Three drugs are being tested for use as the treatment of a certain disease. Let p1, p2, and p3 represent the probabilities of success for the respective drugs. As three patients come in, each is given one of the drugs in a random order. After n = 10 “triples” and assuming independence, compute the probability that the maximum number of successes with one of the drugs exceeds eight if, in fact, p1 = p2 = p3 = 0.7.
To compute the probability that the maximum number of successes with one of the drugs exceeds eight, we need to calculate the probability of each possible outcome. Let's break down the steps:
Step 1: Define the probability of success for each drug.
Given that p1 = p2 = p3 = 0.7, we know that the probability of success for each drug is 0.7.
Step 2: Determine the number of possible outcomes.
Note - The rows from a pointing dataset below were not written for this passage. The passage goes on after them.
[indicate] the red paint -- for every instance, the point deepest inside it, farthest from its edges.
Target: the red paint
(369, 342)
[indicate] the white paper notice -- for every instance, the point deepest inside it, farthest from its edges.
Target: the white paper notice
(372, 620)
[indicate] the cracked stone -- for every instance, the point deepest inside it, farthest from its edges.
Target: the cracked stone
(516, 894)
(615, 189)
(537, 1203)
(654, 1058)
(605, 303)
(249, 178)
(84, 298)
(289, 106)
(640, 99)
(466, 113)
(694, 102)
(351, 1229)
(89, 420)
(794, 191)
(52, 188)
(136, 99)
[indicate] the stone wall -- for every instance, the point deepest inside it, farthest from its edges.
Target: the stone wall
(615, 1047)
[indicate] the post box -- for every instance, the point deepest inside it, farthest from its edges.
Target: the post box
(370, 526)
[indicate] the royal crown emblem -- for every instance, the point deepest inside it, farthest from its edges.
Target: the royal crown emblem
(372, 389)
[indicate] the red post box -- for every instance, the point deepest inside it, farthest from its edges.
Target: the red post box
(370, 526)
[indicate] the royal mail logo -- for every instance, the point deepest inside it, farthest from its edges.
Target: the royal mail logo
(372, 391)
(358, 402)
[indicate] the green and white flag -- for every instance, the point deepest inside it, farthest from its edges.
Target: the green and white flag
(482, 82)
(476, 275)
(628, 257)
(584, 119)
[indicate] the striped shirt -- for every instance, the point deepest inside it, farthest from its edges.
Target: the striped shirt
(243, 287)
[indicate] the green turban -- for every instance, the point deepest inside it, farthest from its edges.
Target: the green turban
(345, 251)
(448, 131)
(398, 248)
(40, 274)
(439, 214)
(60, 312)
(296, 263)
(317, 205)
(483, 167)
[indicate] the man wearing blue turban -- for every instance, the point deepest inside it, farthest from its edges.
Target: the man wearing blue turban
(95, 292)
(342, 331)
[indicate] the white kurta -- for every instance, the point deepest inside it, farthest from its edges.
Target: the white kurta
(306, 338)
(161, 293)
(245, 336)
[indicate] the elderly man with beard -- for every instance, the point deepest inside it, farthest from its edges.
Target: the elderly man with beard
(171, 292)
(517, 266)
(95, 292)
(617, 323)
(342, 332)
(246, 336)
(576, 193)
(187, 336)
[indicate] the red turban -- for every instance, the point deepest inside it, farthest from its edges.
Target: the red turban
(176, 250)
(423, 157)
Since there are three drugs and three patients, there are 3^3 = 27 possible outcomes. Each outcome represents a different order in which the drugs are given to the patients.
Step 3: Identify the outcomes where the maximum number of successes exceeds eight.
In this case, we need to find all the outcomes where the maximum number of successes with one of the drugs (p1, p2, or p3) is greater than eight.
Step 4: Calculate the probability of each outcome.
To calculate the probability of each outcome, we need to multiply the probability of success for each drug together. Since the probabilities are the same for all drugs (0.7), we can simply raise this value to the power of the number of successful outcomes.
Step 5: Calculate the total probability.
To find the probability that the maximum number of successes with one of the drugs exceeds eight, we need to sum up the probabilities of all the outcomes where this condition is met.
Using these steps, we can calculate the probability.